Sous les néons du “tout doit disparaître”, c’est peut-être notre discernement qu’on liquide à bas prix.
Chaque année, la même déferlante : vitrines criardes, notifications incessantes, slogans martelés.
“Jusqu’à -70 % !”, “Livraison gratuite !”, “Dernière chance !”
Le Black Friday est devenu le rite mondial de la surconsommation, étendu désormais sur tout un mois : le Black November.
Ce n’est plus une journée, c’est une saison — celle du désir programmé, de la fièvre acheteuse, du clic compulsif.
Et si nous décidions, cette fois, d’éteindre la lumière plutôt que d’allumer le panier ?
Le grand piège de l’illusion du “bon plan”
Le Black Friday n’a jamais été un “cadeau” : c’est une stratégie économique redoutablement calibrée.
Les rabais spectaculaires masquent souvent des prix artificiellement gonflés les semaines précédentes.

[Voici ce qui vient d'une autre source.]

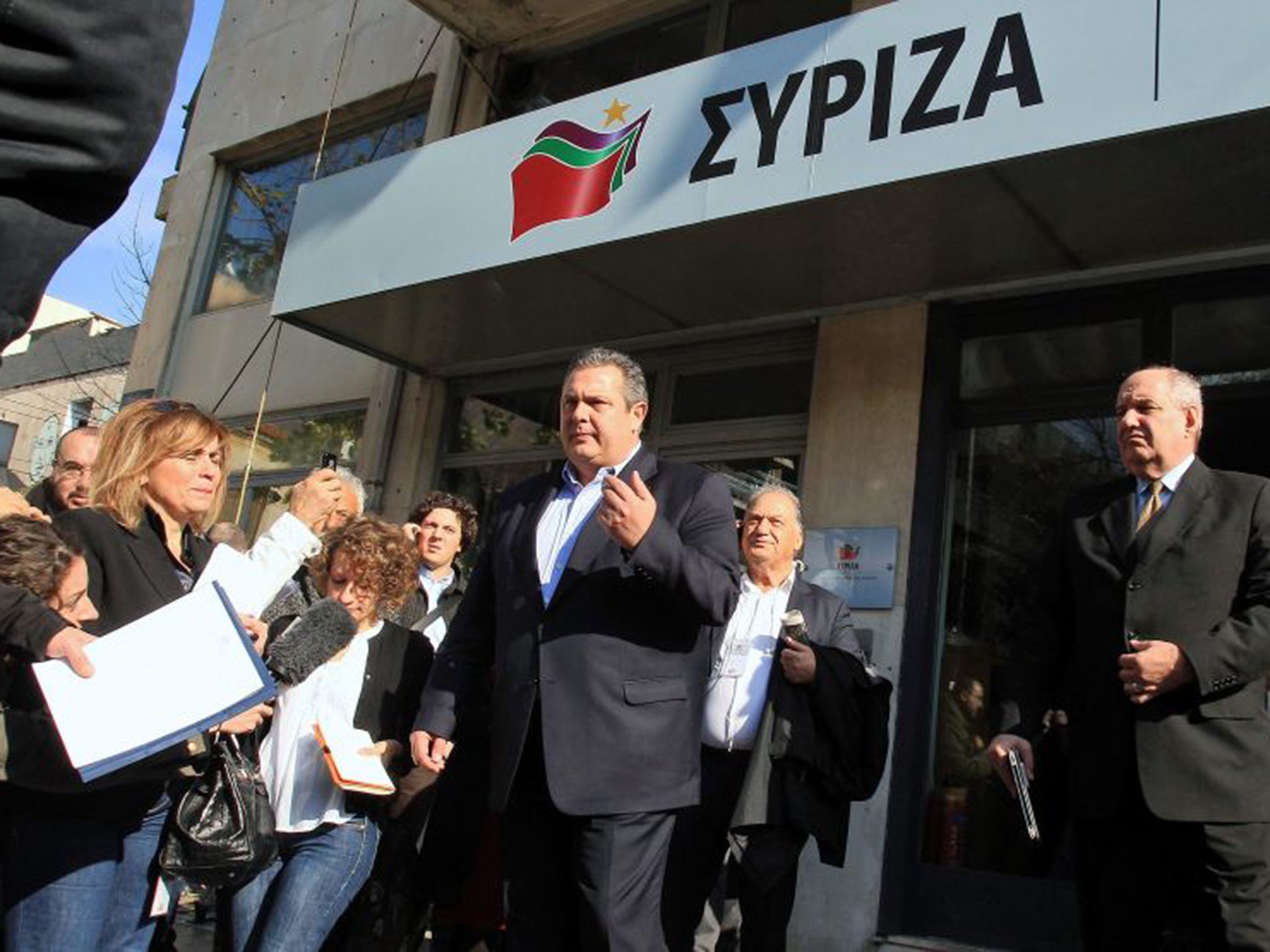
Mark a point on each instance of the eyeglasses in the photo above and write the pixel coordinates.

Les études de la DGCCRF le confirment : près d’un tiers des réductions affichées sont fausses ou trompeuses.
Mais le piège le plus pernicieux n’est pas financier : il est psychologique.
Le Black Friday joue sur nos biais cognitifs : la peur de manquer, l’illusion de rareté, la gratification instantanée.

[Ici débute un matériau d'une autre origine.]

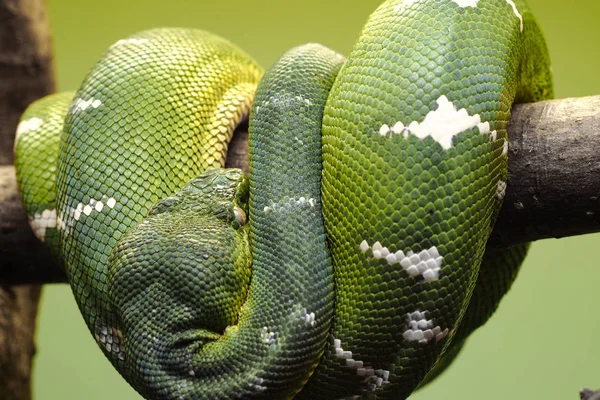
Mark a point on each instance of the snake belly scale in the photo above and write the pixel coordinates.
(348, 266)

Nous ne consommons plus par besoin, mais par réflexe, sous l’effet du marketing de la dopamine.
“Le Black Friday n’est pas une fête de l’achat, c’est une fête de l’oubli.”
— Hélène Bonhomme, essayiste et militante écoféministe
Le coût caché du “moins cher”
Derrière chaque promo “imbattable”, il y a des travailleurs sous-payés, des matières premières surexploitées, et un coût écologique désastreux.

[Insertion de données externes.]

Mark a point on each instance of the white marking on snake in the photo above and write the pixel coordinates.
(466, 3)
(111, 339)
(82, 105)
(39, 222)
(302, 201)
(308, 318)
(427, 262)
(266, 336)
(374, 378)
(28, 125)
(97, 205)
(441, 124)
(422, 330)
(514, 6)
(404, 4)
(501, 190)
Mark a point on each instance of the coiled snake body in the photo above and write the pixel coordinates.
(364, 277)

Chaque colis livré en 24 h, chaque retour gratuit, chaque produit jeté participe à un modèle industriel dévastateur.
- L’e-commerce mondial génère plus de 4 % des émissions de CO₂ planétaires.
- La production textile a doublé en 20 ans alors que la durée d’usage d’un vêtement a chuté de moitié.
- Les appareils électroniques sont fabriqués à base de métaux rares extraits dans des conditions inhumaines.
Le Black Friday ne crée pas de richesses : il accélère l’épuisement du monde.
Et chaque achat impulsif est un vote.
Un vote pour un modèle qui brûle les ressources et vide le sens.

Résister : un acte politique et poétique
Face à cette orgie consumériste, résister devient un acte de dignité.
Refuser d’acheter ce dont on n’a pas besoin n’est pas de la privation, mais une affirmation : celle de la liberté intérieure.
Les formes de résistance se multiplient :
- #GreenFriday, mouvement collectif lancé en France, invite à boycotter les promotions et à soutenir des projets à impact positif.
- Makesense, Zero Waste France et des centaines d’associations proposent des alternatives concrètes : réparer, recycler, offrir du temps, du savoir, du soin.
- Certains commerces ferment volontairement leurs portes ce jour-là, pour signifier leur refus de participer à la mascarade.
“Le geste le plus subversif aujourd’hui, c’est de ne rien acheter.”
— Annie Leonard, autrice de The Story of Stuff
Les alternatives : de la possession à la relation
Offrir autrement
Offrir n’a pas à rimer avec “acheter”.
Un repas préparé, un livre prêté, une promenade partagée, une réparation offerte…
Ces gestes simples recréent du lien au lieu d’alimenter le vide.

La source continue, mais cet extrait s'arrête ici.